# Question about shadows



## born2teachsc (Apr 19, 2014)

This may be a strange question, but I was trying to take Easter pictures of my nieces and I had them in an Easter basket that has a handle on it. I put my camera on manual and set my Rebel T3 and used my kit lens which is an 18-55mm to start out with. The aperture was set to 5.0 (the lowest it would go for the distance I was shooting), shutter speed was chosen by the camera for 1/50, and I had my ISO and White Balance set to Auto because it's a poorly lit room. The picture came out fine, but where the twin's faces are, you can see a distinct shadow from the handle of the basket. No matter the direction I took, I still couldn't get the shadow gone from their faces. Any suggestions on what I should try and use to fix this? I even tried to use my 50mm/1.8 lens and had the same issue. I didn't know if I should have used my reflectors or what would work best in that situation. Thanks so much!!


----------



## tirediron (Apr 19, 2014)

It won't matter what lens you use; shadows are caused by an objecting placed between the light source and the background.  Since cutting the handle off of the basket probably isn't an option, the best way to deal with this would be to add supplemental light from another direction so that it "overrides" the shadow.


----------



## born2teachsc (Apr 19, 2014)

I was worried you were gonna say that. I had the basket against a wall and there's a window on the other side of the room. I took the pics around 5pm and left the curtains closed and just had the overhead light on.


----------



## Light Guru (Apr 19, 2014)

tirediron said:


> It won't matter what lens you use; shadows are caused by an objecting placed between the light source and the background.  Since cutting the handle off of the basket probably isn't an option, the best way to deal with this would be to add supplemental light from another direction so that it "overrides" the shadow.
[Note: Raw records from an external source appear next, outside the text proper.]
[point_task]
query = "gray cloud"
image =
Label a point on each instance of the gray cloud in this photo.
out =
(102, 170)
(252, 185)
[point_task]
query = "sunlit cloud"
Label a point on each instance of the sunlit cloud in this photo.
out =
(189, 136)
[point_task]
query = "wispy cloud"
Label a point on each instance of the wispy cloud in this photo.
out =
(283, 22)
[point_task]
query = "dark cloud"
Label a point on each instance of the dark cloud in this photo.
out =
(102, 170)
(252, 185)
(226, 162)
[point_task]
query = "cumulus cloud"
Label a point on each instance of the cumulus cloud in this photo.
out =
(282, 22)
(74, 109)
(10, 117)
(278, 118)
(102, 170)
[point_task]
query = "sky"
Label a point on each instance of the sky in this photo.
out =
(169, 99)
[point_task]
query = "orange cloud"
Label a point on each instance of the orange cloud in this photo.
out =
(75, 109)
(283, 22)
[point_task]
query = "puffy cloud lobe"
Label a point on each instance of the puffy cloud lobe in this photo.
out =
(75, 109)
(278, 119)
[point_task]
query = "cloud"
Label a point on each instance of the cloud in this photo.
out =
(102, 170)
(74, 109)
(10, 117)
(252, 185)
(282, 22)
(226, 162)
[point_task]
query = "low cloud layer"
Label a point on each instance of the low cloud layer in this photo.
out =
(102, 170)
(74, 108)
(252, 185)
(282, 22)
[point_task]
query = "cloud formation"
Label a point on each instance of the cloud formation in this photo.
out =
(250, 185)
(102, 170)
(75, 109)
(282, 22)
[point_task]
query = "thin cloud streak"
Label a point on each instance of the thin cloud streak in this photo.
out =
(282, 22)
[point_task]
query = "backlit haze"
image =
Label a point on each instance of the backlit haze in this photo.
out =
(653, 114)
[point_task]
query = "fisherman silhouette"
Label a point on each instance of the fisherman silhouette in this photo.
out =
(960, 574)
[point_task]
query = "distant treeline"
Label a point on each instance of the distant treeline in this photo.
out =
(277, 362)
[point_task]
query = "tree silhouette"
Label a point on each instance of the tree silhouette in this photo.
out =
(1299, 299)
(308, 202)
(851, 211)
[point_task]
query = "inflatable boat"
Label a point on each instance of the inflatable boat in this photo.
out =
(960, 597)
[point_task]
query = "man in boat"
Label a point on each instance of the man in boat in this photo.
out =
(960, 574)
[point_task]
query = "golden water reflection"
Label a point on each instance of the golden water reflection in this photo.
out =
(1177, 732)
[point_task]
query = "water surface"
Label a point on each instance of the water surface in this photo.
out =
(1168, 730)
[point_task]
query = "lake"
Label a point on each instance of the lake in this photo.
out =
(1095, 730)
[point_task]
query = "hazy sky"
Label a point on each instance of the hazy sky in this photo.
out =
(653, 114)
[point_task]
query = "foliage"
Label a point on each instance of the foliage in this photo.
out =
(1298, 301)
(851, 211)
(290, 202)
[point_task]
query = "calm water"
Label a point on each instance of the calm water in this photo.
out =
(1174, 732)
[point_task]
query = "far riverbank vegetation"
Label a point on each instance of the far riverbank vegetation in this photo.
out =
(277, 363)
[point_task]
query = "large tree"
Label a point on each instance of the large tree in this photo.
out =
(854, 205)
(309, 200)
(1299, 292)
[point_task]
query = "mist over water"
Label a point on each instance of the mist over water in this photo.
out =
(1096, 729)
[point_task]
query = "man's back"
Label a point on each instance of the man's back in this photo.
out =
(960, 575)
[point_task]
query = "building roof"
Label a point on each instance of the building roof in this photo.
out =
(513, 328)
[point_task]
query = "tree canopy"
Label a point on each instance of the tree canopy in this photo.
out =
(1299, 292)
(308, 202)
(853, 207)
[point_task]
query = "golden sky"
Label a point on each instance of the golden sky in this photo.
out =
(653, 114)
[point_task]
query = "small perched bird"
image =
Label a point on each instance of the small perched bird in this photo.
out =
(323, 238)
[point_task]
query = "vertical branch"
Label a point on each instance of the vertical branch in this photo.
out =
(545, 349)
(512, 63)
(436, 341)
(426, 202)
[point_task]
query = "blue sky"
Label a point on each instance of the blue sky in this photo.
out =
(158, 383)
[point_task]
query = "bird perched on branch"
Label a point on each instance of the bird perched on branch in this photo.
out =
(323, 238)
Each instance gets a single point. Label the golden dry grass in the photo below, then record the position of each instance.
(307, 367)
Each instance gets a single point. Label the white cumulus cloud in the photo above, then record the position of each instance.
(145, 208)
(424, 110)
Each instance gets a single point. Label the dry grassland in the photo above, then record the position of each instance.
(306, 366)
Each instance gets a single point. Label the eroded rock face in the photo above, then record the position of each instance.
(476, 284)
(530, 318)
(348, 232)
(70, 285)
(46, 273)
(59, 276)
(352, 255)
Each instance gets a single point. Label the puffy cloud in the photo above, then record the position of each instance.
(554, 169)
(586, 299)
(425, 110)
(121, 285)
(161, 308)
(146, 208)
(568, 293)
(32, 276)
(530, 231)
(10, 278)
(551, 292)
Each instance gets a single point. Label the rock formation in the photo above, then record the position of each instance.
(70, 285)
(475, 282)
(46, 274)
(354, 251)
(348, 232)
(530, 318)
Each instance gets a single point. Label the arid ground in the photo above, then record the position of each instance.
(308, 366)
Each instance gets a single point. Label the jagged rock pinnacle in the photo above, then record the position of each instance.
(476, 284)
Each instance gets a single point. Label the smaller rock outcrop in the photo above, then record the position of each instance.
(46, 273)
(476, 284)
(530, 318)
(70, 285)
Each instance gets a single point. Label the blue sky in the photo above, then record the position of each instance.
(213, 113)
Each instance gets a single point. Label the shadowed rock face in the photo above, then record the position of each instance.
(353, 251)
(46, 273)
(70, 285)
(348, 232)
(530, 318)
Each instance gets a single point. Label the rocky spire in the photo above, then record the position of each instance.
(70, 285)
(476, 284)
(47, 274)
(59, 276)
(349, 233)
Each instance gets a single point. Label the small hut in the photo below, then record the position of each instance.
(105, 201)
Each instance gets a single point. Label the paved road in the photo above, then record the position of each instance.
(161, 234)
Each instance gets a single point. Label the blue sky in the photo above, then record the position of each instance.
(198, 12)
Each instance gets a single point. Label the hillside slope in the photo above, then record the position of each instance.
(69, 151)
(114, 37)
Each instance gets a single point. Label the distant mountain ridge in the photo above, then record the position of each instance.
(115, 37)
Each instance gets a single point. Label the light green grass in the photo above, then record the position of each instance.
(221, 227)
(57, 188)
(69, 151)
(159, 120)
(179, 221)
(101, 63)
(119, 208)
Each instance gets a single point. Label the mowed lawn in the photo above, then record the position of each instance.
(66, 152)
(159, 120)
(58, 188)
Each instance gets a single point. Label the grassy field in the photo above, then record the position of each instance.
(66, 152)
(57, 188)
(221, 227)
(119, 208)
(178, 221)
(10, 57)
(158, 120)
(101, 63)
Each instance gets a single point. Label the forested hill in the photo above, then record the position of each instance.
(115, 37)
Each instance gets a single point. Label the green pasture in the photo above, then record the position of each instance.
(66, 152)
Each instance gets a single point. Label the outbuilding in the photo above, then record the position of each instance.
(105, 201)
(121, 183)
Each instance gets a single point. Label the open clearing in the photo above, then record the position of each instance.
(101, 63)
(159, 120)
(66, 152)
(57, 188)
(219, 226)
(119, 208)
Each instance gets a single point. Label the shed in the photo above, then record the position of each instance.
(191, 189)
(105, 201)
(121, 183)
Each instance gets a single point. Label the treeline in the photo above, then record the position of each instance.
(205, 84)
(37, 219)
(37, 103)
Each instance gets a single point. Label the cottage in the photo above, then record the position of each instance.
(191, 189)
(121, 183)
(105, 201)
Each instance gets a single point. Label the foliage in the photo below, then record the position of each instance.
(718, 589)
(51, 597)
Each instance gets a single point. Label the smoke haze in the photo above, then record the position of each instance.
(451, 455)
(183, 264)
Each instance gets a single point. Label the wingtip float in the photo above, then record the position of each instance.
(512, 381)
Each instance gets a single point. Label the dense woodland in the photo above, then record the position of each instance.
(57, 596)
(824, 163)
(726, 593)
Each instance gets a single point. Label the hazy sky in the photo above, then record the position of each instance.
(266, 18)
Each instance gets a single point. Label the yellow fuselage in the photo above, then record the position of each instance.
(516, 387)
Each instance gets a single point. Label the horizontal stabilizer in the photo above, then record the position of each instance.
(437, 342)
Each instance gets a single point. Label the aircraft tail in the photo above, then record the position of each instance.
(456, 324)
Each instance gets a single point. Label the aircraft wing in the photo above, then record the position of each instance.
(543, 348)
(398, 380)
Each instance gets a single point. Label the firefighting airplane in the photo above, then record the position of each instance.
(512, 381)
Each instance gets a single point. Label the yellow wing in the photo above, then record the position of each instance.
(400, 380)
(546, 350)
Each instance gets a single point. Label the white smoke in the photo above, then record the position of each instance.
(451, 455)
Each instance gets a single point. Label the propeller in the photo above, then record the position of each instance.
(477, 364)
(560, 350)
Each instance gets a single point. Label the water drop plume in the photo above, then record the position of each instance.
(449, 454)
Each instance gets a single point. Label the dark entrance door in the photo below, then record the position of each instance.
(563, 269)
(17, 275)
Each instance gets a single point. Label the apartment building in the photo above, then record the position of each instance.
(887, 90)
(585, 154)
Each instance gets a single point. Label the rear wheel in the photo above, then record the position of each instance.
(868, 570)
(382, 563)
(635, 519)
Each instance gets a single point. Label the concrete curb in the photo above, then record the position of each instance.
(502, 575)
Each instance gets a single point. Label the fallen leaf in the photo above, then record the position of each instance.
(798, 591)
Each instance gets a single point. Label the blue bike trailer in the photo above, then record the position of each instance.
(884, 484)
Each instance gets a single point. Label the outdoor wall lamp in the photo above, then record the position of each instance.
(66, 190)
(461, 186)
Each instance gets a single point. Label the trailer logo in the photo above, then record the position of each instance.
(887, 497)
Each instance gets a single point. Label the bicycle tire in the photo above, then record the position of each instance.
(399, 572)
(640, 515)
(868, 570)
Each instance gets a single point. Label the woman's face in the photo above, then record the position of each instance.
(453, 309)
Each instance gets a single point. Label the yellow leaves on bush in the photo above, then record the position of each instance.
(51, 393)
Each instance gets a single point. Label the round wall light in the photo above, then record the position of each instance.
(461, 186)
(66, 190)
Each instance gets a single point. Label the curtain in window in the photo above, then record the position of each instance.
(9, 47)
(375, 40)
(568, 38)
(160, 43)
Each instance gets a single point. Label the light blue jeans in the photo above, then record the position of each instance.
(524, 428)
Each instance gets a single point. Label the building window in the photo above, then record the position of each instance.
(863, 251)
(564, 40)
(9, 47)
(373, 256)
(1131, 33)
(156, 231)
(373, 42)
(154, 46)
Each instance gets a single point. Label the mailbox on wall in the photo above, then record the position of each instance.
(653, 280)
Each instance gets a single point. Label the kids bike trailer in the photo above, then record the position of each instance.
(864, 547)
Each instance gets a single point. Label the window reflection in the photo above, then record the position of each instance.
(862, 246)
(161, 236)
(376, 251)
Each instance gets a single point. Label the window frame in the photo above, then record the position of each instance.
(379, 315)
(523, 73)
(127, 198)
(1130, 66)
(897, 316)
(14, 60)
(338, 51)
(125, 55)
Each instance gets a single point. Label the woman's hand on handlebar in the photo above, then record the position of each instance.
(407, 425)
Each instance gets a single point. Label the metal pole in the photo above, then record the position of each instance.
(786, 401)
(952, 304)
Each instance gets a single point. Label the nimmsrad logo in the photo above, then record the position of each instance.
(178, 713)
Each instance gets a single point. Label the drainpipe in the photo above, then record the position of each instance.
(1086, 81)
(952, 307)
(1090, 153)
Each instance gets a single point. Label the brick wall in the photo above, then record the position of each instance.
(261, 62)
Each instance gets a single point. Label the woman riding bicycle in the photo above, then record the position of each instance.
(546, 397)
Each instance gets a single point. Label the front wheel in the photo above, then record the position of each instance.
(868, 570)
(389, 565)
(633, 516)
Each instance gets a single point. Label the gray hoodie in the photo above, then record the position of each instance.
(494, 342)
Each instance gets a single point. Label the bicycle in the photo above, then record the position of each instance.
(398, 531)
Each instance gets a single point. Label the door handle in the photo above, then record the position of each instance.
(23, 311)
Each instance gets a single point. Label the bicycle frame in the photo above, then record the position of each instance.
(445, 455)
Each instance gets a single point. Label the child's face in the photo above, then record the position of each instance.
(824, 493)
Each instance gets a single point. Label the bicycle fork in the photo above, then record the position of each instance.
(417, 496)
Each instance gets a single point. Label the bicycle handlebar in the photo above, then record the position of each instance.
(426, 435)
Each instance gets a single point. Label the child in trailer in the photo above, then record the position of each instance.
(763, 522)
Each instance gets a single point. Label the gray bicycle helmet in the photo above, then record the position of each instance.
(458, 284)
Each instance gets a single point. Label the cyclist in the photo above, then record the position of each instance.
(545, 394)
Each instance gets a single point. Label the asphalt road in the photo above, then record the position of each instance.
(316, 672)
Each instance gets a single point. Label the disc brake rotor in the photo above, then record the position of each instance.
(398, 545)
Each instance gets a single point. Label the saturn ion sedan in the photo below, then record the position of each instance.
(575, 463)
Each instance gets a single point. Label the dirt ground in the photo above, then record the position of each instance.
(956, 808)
Or move the subjects so that the light source is not causing that shadow.


----------



## tirediron (Apr 19, 2014)

Light Guru said:


> tirediron said:
> 
> 
> > It won't matter what lens you use; shadows are caused by an objecting placed between the light source and the background.  Since cutting the handle off of the basket probably isn't an option, the best way to deal with this would be to add supplemental light from another direction so that it "overrides" the shadow.
> ...


Or that...


----------